I think the first product I remember using as I a pre-teen starting in on my evolving skin care journey was Noxzema. Good ol' Classis Noxzema. As my skin (aka hormones) changed as I grew, I tried various other products for various skin issues: breakouts, oiliness, blackheads, etc. It unfortunately wasn't until college (after the years in high school out on the track field in the sun everyday) that I started wearing SPF every day on my face, which I of course continue regularly today, along with my current collection of anti-aging products.
But all the time the products were about my face. I did use body lotion on my arms and legs, but pretty much I took for granted all the skin from my chin down. But that is a mistake. All of our skin is aging together, and needs attention to keep it at its best. It may not be as common everywhere else, but in LA it's not hard to find a mature woman with a youthfully taught face (courtesy likely some Dr. in the 90210), but then the deep lines and sag in her neck, and the spots on her forearms and back of her hands give her true age away.
The following 3 body parts need our attention as much as our crows feet and smile lines to help them age well:
1. Your Neck
From your chin all the way down to your chest. This area is actually delicate, and suffers the same effects from sun exposure as your face does. And while most of use will not likely turn to cosmetic procedures to reverse the signs of aging, even if we did, there are not as many options available for the damage to the décolletage. You will be very unhappy if you've managed to keep your face sun-spot free, only to have your chest covered in them.
What you should do: While it will likely cause you to go through your facial products faster, you should be applying all the same products from your chest up. Your anti-wrinkle products and your SPF products. Or you can use separate products specifically designed for those areas, but at a minimum you should moisturize and use an SPF everyday. And you should apply all products in an upward motion - there's no point in using an anti-aging firming product if you're only going to drag the skin down with your pulling while applying.
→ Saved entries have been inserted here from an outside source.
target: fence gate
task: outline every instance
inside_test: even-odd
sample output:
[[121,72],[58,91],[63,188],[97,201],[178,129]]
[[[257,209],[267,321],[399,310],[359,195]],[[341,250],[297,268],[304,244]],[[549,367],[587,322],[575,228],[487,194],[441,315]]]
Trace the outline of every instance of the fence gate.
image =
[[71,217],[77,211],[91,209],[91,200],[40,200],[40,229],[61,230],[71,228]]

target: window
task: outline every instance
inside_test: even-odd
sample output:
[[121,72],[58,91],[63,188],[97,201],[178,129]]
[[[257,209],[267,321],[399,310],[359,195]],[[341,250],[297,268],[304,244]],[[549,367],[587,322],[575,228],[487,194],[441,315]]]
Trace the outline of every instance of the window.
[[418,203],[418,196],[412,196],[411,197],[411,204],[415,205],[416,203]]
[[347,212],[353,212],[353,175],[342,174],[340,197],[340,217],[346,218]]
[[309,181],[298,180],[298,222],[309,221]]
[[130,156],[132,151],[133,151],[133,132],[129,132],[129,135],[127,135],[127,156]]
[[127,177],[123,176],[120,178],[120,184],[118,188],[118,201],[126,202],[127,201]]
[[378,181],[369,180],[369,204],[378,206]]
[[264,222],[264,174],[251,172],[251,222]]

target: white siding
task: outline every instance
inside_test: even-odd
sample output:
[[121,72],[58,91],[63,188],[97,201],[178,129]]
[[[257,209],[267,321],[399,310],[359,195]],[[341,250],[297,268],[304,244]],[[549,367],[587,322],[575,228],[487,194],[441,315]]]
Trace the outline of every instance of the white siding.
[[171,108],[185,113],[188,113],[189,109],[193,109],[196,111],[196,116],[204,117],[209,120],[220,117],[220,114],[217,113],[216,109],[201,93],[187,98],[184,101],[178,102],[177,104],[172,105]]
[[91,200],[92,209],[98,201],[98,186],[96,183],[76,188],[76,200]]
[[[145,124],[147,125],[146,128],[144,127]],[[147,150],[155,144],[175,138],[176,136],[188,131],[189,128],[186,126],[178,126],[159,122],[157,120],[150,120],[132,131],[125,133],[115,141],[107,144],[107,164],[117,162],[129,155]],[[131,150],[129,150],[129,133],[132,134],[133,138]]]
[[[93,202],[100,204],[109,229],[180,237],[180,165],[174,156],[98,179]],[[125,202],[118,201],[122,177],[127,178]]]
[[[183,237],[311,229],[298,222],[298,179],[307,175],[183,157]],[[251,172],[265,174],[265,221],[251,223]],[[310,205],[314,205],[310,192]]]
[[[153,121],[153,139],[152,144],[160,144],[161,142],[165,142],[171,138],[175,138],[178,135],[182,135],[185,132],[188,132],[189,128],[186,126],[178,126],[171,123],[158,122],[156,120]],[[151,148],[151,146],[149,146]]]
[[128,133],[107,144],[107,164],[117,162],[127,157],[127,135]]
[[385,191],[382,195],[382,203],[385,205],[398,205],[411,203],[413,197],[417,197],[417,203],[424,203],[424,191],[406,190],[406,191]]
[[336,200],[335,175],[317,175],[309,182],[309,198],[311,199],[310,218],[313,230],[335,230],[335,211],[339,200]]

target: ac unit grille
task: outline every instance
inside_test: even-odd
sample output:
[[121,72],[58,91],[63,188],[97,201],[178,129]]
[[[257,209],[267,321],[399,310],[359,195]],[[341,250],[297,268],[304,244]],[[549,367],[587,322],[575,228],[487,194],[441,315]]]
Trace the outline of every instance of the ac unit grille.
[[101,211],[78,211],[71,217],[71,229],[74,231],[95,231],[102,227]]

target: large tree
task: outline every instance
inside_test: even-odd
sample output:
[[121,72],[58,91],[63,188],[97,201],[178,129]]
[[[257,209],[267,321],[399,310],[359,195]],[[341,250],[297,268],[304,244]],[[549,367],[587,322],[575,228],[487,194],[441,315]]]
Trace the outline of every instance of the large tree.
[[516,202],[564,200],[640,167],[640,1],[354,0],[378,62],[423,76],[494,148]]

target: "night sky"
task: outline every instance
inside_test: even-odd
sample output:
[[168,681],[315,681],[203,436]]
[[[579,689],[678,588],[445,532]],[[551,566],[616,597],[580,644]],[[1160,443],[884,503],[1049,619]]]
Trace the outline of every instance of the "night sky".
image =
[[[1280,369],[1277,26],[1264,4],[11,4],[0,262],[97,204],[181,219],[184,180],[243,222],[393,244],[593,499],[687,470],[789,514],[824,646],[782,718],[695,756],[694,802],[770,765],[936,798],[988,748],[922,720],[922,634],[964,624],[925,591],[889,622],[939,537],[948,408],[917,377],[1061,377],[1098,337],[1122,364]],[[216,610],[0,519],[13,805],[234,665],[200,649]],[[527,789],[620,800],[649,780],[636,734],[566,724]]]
2. The Backs of Your Hands
This is one of the first places to show signs of aging. Depending on your skin type and the frequency with which you wash your hands, you may or may not apply hand lotion regularly. I have a toddler and hand washing is a frequent event for me, so my hands get dry. There's always a lotion on my desk and in my purse. While moisture is important, the main thing most people neglect with their hands is the SPF. Like the skin of our necks and chest, the skin on the backs of our hands is more delicate than many other places. The backs are unlike the palms of our hands, which we are constantly using and therefore have constant cell-turnover. Additionally, if you spend any amount of time driving a car, then your hands on the steering wheel are getting harmful sun exposure while most of the rest of you is shaded in the car.
What you should do: Exfoliate weekly or bi-weekly, and apply SPF often. The hard thing about your hands is that they get washed more frequently than the rest of your body. So if you put sunscreen on in the morning, the next time you wash your hands you're back at square one. The thing is to find a hand lotion with sunscreen in it, and use it after every wash. I also keep a travel size sunscreen in my car console and apply a layer to the back of my hands on especially sunny days.
3. Your Feet
Sure, we get pedicures weekly (or monthly, if we're lucky), and they use callous remover and scrubs. But on a daily basis, our feet go through a lot and need daily TLC to keep the dry heel crack from becoming a permanent foot trait. Although if you wear a lot of open shoes and are in a sunny region, the tops of your feet need sun protection as well. This is often forgotten.
What you should do: It's really all about the moisture with the feet skin. In the morning, right after your shower, or at least 10 minutes before you put shoes on, apply lotion. At night is when you can do a deep moisture treatment if you're so inclined: using a more intense formula, apply before bed then sleep with socks on. Your feet will stay soft between pedicures, and likely your callouses won't be as noticeable. While you can buy specific foot lotions, this is where I like to use up those travel and sample sized lotions that I don't like for any other part of my body. (I'm currently using up some Body Shop Body Butter that was just too fragrant for use closer to my nose.)